Более того, как проиллюстрировано на фиг. 2b, манипулятор 140 сигнала содержит блок 240 оценки длительности упреждающего эха. Этот блок выполнен с возможностью оценки длительности по времени упреждающего эха, предшествующего месту всплеска. Эта оценка гарантирует, что правильный временной участок перед местом всплеска манипулируется манипулятором 140 сигнала в попытке ослабить или устранить упреждающее эхо. Оценка длительности упреждающего эха по времени основана на развитии энергии сигнала у звукового сигнала со временем, для того чтобы определять начальный кадр упреждающего эха во время-частотном представлении, содержащем множество последующих кадров звукового сигнала. Типично, такое развитие энергии сигнала у звукового сигнала со временем будет возрастающей или постоянной энергией сигнала, но не будет нисходящим развитием энергии со временем.Moreover, as illustrated in FIG. 2b, the signal manipulator 140 comprises a pre-echo duration estimator 240. This unit is configured to estimate the time duration of the anticipatory echo preceding the burst location. This estimate ensures that the correct time slot before the burst location is manipulated by the signal manipulator 140 in an attempt to attenuate or eliminate the look-ahead echo. Estimating the duration of the pre-echo over time is based on the evolution of the signal energy of the audio signal over time in order to determine the start frame of the pre-echo in a time-frequency representation containing multiple subsequent frames of the audio signal.
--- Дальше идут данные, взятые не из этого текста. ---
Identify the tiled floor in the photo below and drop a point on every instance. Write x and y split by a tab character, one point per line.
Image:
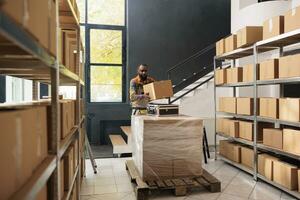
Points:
113	183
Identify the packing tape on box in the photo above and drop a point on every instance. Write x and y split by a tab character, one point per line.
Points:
18	150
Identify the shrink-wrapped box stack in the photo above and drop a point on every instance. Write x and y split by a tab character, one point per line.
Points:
167	147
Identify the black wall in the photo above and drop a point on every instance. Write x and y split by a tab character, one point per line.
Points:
162	33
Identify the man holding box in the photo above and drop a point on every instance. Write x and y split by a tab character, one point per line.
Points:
137	96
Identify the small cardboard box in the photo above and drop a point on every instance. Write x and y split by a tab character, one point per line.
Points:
291	20
227	104
247	157
249	35
220	47
273	27
14	9
289	66
244	105
265	165
230	43
291	141
269	107
234	75
68	168
268	69
159	89
289	109
221	76
273	138
248	73
285	174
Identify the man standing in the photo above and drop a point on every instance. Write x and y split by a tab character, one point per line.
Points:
137	96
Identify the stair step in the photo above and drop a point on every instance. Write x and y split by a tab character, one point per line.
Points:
119	145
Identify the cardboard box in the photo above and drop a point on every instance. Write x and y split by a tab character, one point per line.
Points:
285	174
23	146
159	89
14	9
68	168
291	20
248	73
245	105
220	47
247	157
231	151
246	130
227	104
291	141
221	76
289	109
289	66
273	27
269	107
230	43
269	69
234	75
273	138
249	35
265	165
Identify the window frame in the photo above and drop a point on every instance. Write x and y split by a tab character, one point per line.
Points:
88	27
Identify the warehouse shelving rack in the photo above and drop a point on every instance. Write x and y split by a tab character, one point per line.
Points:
24	57
279	43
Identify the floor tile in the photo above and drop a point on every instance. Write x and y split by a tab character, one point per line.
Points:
263	191
107	189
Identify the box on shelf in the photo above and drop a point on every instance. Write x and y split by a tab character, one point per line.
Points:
220	47
268	69
221	76
68	168
285	174
23	146
248	73
234	75
273	27
158	157
289	66
246	130
291	20
244	105
289	109
230	43
227	104
159	89
273	138
247	157
67	117
269	107
229	150
265	165
249	35
291	141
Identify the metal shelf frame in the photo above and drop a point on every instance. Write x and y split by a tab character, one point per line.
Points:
24	57
278	42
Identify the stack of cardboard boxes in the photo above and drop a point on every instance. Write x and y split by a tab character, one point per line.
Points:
38	17
251	34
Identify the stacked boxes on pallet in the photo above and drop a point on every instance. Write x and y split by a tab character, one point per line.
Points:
160	150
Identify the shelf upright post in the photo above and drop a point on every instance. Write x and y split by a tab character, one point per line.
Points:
255	65
215	107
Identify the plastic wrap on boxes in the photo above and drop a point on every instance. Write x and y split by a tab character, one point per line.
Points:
167	147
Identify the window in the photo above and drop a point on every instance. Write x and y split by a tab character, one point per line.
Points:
105	29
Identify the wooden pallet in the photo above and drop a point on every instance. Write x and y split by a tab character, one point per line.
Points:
180	186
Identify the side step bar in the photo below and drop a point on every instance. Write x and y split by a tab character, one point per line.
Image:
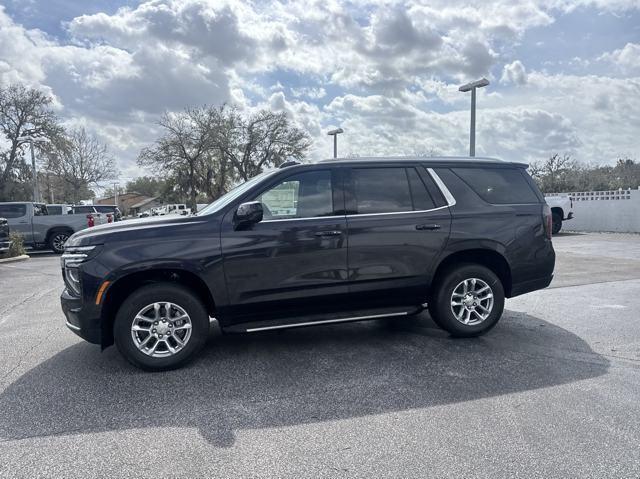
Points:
326	321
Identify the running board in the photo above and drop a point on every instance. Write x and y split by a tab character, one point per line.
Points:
289	323
326	321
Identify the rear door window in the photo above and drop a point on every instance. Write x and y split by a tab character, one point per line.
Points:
498	185
83	209
13	211
381	190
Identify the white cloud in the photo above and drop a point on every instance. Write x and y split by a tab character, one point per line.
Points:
386	72
514	73
626	59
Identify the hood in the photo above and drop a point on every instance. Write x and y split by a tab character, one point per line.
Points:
99	234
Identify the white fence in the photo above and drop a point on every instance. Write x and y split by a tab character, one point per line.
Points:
617	211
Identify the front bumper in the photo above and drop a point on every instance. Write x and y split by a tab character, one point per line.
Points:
82	322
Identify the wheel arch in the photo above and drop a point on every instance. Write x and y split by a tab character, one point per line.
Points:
489	258
123	287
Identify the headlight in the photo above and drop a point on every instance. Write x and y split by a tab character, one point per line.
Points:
70	261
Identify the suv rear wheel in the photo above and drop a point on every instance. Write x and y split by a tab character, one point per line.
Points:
468	301
161	326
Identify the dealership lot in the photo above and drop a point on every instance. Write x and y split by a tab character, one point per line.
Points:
552	391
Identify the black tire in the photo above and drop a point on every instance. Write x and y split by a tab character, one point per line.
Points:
556	222
160	293
57	239
440	304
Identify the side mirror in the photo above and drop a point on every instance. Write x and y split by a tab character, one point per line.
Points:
248	214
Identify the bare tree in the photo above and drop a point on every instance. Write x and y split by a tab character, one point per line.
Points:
180	151
22	111
263	139
80	161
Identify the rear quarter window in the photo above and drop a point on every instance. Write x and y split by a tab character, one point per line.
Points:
498	185
13	211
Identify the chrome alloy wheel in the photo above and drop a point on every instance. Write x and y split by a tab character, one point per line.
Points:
472	301
161	329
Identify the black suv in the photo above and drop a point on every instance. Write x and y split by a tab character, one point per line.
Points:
307	244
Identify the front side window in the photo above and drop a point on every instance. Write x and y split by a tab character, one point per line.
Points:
13	211
381	190
305	195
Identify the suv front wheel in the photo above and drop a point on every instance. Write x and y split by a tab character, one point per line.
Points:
468	301
161	326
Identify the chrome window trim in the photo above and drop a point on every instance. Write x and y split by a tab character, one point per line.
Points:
302	219
443	188
358	215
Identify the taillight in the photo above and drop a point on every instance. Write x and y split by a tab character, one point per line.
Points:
547	220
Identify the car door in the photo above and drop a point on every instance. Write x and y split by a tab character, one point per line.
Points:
293	262
19	219
398	224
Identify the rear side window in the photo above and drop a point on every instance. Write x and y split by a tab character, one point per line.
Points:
421	198
12	211
83	209
498	185
381	190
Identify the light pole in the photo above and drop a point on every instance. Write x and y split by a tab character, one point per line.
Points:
335	134
472	87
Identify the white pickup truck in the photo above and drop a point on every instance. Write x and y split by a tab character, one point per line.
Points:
39	228
561	210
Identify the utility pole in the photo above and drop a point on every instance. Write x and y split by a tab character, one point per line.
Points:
335	134
36	190
472	88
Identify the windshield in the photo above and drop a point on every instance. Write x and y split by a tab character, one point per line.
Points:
239	190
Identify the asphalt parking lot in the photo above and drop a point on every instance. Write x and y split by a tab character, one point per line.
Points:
552	391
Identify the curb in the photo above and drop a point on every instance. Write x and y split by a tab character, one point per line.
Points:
15	259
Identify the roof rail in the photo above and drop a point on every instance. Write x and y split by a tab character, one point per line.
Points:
289	163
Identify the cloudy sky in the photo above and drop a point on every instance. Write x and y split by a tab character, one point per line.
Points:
565	74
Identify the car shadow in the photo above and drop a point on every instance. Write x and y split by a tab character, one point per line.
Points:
294	377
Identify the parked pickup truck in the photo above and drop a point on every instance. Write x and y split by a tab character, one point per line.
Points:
38	227
561	210
4	236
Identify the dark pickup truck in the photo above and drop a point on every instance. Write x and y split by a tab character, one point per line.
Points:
309	244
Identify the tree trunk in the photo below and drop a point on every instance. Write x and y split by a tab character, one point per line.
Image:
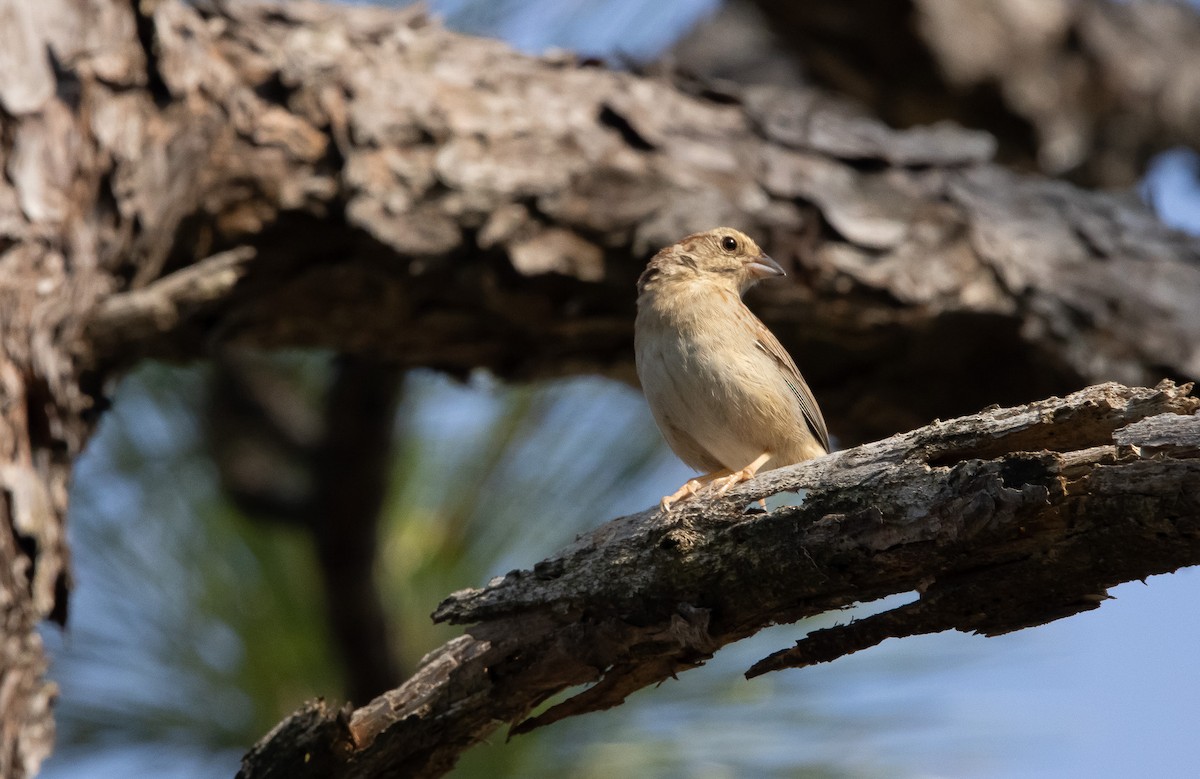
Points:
185	175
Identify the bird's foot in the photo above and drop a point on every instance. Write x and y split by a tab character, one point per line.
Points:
724	484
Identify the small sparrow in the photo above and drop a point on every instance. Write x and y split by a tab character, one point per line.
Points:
724	391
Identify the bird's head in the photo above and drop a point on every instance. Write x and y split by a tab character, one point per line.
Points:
723	256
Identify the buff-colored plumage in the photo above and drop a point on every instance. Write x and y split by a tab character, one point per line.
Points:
726	395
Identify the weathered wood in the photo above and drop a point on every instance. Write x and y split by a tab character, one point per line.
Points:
999	521
391	189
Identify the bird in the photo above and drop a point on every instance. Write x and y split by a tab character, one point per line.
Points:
724	391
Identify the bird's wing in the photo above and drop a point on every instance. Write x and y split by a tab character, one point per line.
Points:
775	351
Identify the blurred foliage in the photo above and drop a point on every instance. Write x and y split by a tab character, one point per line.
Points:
196	629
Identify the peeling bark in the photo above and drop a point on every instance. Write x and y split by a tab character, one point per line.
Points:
1003	520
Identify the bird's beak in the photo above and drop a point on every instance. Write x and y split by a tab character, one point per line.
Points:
763	268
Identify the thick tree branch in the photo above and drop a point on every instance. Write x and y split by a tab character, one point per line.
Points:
1085	88
999	521
444	201
423	197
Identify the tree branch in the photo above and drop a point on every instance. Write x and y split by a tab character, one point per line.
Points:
1089	89
999	521
486	209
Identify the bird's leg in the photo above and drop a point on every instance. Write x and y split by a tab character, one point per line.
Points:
690	489
721	485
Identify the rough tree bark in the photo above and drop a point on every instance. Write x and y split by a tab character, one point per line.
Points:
183	175
1087	89
999	521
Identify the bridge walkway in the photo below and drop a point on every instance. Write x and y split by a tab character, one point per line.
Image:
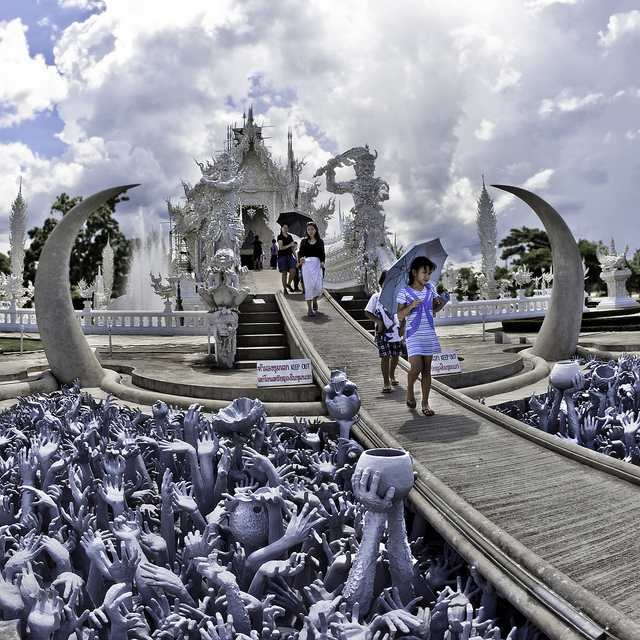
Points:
570	531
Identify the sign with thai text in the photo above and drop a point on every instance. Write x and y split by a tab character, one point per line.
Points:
284	372
445	362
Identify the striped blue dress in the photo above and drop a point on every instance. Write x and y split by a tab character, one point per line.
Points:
421	334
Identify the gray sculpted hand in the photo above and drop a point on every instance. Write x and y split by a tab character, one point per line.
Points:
367	492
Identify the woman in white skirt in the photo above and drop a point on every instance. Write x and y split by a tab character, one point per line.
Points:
311	257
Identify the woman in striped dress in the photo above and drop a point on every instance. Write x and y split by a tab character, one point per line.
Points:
417	302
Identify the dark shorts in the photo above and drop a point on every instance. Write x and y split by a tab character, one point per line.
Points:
386	348
286	263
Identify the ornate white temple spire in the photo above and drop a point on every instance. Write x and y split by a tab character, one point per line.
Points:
11	286
17	233
488	236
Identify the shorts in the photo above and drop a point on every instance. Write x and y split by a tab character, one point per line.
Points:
286	263
386	348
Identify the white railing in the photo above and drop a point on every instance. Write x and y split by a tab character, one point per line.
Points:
118	322
199	322
467	312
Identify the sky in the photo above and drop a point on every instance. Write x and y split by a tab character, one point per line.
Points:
540	94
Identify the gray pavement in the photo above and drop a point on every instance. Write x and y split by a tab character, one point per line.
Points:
496	367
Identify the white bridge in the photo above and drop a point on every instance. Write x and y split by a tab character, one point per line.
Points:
125	322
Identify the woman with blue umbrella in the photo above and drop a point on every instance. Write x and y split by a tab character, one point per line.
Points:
417	302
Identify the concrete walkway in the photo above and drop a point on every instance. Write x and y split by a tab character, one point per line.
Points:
553	516
558	523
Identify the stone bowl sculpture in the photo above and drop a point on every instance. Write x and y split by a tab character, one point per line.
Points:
239	417
563	373
603	376
395	467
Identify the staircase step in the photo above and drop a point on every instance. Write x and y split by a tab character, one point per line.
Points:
258	307
253	354
257	328
259	315
262	340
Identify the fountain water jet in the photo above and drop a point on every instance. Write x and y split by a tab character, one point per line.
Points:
150	256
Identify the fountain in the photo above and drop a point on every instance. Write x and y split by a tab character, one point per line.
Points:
149	256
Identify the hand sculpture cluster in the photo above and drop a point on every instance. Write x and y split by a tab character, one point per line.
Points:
600	413
114	525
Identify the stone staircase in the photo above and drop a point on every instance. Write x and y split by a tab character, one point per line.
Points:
355	308
260	334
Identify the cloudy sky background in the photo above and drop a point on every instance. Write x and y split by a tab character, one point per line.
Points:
541	94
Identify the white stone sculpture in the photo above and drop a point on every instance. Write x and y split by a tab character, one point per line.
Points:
522	276
365	235
165	291
449	276
12	285
488	236
615	273
105	277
Typically, this evolution of signal energy in an audio signal over time will be increasing or constant signal energy, but will not be a downward evolution of energy over time.

Фиг. 2b иллюстрирует структурную схему предпочтительного варианта осуществления постобработки в соответствии с первым подаспектом первого аспекта настоящего изобретения, то есть, где выполняется ослабление или устранение упреждающего эха, или, как изложено на фиг. 2d, «осаживание» упреждающего эха.FIG. 2b illustrates a block diagram of a preferred post-processing embodiment in accordance with the first sub-aspect of the first aspect of the present invention, that is, where forward echo cancellation or cancellation is performed, or, as set forth in FIG. 2d, anticipatory echo cancellation.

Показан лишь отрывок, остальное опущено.